La Ligue Arabe a demandé au gouvernement danois de punir le journal en question, vu que c’est comme ça que ça se passe chez eux… (Il n’y a pas que Mahomet qui soit dangereux de représenter au Moyen-Orient: une caricature du roi ou du président est souvent passible de prison ou pire.) Nos gouvernements n’ont pas obtempéré, bien sûr, mais ils se sont confondus en excuses et en promesses de mieux baliser notre société «trop» libérale!

Il nous reste encore une bonne mesure de liberté d’expression, mais elle est attaquée de toutes parts et elle est mal défendue. Nos ténors du relativisme moral politiquement correct ont appelé à la censure des éditorialistes, dessinateurs, comédiens et autres iconoclastes. On a déjà oublié tout le mal qu’on a pensé, il y a deux ans, de l’assassinat du cinéaste marginal Theo Van Gogh par un islamiste néerlandais, un événement qui n’a pas semblé émouvoir beaucoup de musulmans en Europe, encore moins au Moyen-Orient. Même apathie face à la «fatwa» prononcée par l’ayatollah Khomeini contre le romancier Salman Rushdie en 1989, jamais reniée par ses successeurs en Iran.

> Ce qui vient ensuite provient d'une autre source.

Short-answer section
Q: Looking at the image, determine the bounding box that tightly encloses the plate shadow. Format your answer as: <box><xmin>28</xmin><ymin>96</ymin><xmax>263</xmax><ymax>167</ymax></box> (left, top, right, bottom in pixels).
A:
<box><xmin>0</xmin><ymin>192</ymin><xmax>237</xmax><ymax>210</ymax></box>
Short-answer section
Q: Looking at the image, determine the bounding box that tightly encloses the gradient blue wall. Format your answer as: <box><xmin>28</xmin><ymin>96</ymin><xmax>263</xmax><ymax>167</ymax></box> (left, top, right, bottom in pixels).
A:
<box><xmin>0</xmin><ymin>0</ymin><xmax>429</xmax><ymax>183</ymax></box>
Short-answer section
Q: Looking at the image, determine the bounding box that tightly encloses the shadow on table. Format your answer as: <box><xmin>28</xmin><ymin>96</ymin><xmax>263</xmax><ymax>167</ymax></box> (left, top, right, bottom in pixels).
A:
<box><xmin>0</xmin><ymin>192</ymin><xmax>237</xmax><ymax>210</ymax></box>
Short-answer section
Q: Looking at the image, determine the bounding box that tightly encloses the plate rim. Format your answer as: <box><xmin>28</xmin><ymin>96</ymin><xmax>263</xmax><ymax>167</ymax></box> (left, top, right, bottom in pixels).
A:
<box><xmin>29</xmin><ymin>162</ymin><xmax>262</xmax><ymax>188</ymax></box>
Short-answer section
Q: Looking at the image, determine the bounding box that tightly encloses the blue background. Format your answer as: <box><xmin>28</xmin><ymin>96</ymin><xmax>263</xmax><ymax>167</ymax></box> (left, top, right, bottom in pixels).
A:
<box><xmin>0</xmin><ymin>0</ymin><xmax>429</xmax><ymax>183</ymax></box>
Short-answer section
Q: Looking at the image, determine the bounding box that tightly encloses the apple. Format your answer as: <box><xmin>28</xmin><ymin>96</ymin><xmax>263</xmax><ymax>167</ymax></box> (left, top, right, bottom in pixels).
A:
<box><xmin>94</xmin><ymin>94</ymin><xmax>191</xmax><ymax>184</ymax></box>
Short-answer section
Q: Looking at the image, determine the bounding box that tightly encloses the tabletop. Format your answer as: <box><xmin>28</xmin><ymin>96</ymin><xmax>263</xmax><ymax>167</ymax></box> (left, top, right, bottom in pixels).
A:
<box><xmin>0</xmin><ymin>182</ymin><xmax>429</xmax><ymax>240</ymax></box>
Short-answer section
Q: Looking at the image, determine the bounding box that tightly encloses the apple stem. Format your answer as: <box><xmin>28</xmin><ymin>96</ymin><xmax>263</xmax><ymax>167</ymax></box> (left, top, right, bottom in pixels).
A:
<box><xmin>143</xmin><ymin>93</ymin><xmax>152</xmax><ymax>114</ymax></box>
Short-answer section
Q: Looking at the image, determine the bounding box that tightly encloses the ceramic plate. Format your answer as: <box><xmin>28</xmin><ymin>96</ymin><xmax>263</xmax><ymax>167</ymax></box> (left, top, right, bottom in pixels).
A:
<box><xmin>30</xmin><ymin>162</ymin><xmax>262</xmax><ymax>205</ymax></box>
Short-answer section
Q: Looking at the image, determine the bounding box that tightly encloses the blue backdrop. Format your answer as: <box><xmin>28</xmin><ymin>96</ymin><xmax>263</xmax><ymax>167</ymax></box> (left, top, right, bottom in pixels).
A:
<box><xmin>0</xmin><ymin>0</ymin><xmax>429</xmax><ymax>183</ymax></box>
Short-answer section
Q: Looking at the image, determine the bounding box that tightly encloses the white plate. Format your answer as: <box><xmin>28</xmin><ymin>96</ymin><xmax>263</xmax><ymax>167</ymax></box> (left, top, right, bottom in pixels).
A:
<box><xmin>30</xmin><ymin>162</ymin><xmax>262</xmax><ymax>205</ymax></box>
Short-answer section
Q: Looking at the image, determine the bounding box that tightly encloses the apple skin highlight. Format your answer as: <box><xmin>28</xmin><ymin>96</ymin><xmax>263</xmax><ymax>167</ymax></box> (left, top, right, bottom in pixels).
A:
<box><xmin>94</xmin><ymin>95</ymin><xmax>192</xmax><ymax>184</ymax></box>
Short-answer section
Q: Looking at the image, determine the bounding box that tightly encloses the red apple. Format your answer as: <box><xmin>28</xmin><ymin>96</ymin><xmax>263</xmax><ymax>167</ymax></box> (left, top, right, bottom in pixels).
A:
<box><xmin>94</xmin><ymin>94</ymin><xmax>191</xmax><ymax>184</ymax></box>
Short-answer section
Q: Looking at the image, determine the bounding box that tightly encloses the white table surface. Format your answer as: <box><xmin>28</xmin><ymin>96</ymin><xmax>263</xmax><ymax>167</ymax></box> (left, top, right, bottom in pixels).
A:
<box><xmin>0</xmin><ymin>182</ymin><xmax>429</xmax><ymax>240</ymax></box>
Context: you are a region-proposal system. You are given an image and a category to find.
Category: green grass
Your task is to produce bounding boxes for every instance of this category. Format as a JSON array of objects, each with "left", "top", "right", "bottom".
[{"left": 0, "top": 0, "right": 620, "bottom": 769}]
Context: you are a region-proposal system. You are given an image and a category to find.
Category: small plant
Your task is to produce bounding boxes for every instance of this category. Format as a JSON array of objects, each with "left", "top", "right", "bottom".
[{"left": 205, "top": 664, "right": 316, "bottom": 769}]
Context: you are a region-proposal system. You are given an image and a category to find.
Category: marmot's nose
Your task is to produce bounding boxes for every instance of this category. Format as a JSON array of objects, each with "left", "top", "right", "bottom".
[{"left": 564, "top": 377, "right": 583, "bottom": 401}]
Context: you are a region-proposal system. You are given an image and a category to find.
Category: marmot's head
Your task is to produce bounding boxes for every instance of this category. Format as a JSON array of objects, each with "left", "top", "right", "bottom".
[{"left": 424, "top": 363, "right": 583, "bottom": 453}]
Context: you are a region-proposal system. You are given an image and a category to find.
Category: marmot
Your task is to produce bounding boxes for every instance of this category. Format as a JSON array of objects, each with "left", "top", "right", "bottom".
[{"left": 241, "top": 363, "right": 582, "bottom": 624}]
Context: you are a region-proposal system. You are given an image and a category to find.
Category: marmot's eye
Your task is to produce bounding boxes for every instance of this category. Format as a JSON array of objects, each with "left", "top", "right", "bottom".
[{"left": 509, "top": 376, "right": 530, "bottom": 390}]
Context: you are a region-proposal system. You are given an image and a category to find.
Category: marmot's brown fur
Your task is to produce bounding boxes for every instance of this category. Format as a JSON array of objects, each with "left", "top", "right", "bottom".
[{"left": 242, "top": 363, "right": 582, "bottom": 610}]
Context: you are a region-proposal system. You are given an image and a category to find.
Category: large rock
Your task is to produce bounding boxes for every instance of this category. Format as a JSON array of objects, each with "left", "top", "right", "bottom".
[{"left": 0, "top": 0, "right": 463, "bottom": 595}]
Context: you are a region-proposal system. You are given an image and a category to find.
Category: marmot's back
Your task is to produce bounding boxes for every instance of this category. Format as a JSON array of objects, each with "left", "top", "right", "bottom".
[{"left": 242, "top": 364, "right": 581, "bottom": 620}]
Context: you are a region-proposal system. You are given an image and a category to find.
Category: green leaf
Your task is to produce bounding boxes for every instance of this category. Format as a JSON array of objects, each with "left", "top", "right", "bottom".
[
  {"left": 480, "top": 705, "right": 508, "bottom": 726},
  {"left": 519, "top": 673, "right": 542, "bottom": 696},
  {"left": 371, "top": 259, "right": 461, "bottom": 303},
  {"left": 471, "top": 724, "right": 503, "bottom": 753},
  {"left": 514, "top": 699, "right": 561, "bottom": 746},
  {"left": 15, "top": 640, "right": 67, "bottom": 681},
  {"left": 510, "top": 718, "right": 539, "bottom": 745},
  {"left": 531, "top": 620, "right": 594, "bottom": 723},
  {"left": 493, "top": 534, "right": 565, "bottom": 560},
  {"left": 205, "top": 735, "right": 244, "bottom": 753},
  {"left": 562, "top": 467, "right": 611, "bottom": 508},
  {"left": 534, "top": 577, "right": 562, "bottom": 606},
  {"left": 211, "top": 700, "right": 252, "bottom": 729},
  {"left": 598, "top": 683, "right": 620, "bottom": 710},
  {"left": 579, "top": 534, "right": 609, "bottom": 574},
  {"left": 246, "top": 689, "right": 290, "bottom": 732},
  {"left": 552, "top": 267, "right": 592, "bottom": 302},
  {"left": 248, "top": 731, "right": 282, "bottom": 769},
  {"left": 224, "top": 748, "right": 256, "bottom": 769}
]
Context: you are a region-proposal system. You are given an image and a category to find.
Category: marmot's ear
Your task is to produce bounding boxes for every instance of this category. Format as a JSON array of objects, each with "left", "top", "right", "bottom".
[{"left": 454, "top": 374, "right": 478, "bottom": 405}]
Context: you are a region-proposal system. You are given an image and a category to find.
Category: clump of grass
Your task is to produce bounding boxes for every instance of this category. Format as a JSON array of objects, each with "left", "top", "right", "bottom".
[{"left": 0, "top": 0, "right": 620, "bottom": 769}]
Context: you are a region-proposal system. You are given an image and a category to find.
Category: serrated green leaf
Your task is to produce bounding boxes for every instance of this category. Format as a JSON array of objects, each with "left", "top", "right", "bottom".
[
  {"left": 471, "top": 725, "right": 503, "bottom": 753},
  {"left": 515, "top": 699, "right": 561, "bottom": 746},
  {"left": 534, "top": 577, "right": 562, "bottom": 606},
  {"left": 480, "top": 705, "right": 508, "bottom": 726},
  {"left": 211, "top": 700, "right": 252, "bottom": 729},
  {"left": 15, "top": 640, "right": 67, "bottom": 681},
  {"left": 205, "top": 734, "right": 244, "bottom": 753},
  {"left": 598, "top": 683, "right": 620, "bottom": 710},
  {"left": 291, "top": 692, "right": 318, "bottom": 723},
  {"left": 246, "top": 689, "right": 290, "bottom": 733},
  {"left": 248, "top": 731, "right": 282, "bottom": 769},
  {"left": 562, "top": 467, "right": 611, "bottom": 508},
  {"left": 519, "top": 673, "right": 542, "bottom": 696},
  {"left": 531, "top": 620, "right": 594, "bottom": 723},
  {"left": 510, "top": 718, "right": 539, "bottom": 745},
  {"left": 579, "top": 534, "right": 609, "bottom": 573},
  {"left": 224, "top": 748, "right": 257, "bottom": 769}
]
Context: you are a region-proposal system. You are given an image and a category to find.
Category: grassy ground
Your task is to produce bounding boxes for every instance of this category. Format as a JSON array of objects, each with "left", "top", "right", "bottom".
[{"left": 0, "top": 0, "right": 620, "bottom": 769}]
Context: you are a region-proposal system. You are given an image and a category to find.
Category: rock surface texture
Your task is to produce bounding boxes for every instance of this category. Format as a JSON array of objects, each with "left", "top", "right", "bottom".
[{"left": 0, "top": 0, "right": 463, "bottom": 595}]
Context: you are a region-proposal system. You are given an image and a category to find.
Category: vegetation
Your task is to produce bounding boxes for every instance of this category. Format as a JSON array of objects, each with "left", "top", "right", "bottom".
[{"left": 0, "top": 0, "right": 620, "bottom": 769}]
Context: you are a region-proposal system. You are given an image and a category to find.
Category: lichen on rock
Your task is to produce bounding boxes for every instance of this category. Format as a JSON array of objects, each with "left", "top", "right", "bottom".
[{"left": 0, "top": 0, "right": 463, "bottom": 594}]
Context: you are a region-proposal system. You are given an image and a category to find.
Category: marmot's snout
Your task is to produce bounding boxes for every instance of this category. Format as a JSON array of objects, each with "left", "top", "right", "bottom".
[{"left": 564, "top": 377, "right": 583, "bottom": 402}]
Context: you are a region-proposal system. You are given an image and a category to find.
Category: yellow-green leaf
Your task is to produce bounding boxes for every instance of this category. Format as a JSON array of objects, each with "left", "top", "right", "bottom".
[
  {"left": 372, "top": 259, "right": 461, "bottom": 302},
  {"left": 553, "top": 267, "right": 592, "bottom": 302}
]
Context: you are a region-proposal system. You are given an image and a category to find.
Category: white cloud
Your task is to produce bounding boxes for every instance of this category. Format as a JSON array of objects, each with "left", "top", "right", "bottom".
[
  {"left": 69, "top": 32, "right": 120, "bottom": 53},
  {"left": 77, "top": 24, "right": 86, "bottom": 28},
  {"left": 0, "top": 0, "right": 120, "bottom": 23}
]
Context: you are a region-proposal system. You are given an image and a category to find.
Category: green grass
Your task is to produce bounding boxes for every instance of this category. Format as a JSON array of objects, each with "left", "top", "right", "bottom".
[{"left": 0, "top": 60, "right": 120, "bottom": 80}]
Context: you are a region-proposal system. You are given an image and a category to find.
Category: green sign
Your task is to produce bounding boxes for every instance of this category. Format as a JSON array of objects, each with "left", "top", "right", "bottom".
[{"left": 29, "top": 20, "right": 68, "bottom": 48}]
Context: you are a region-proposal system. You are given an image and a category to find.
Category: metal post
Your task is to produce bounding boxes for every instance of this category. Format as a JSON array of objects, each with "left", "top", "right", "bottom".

Au Canada, nos lois contre «l’incitation à la haine» n’attendent qu’une parole ou une pancarte jugée injurieuse envers «un groupe identifiable» pour entrer en action. Ces lois, inventées en Ontario pour museler le pamphlétaire néo-nazi Ernst Zündel, menacent aussi tous ceux qui expriment une opinion controversée sur l’immigration ou l’unité canadienne, la redéfinition du mariage ou l’aide sociale, la sécurité publique ou les relations internationales. La nature et les privilèges des églises n’échappent pas aux débats publics. Nos lois sur le libel diffamatoire, qui s’intéressent essentiellement à la véracité des faits et qui protègent la réputation des individus, pas celles des groupes sociaux arbitrairement définis, suffisent largement à réglementer la liberté de presse et le discours public.

La plupart des journaux européens et nord-américains ont choisi de ne pas publier les fameuses caricatures (on les trouve sur Internet), moins par peur de représailles que par civisme. C’est leur choix et ça doit rester leur choix.

Les musulmans les plus radicaux (comme autrefois les catholiques ultramontains) rejettent le principe
de la séparation de l’Église et de l’État. Les juifs les plus orthodoxes et même certains amis de George W. Bush n’y croient pas non plus. C’est leur droit, bien sûr, comme le nôtre celui de s’opposer, en paroles et en actes, à cette entreprise de destruction de notre civilisation des libertés et des lumières.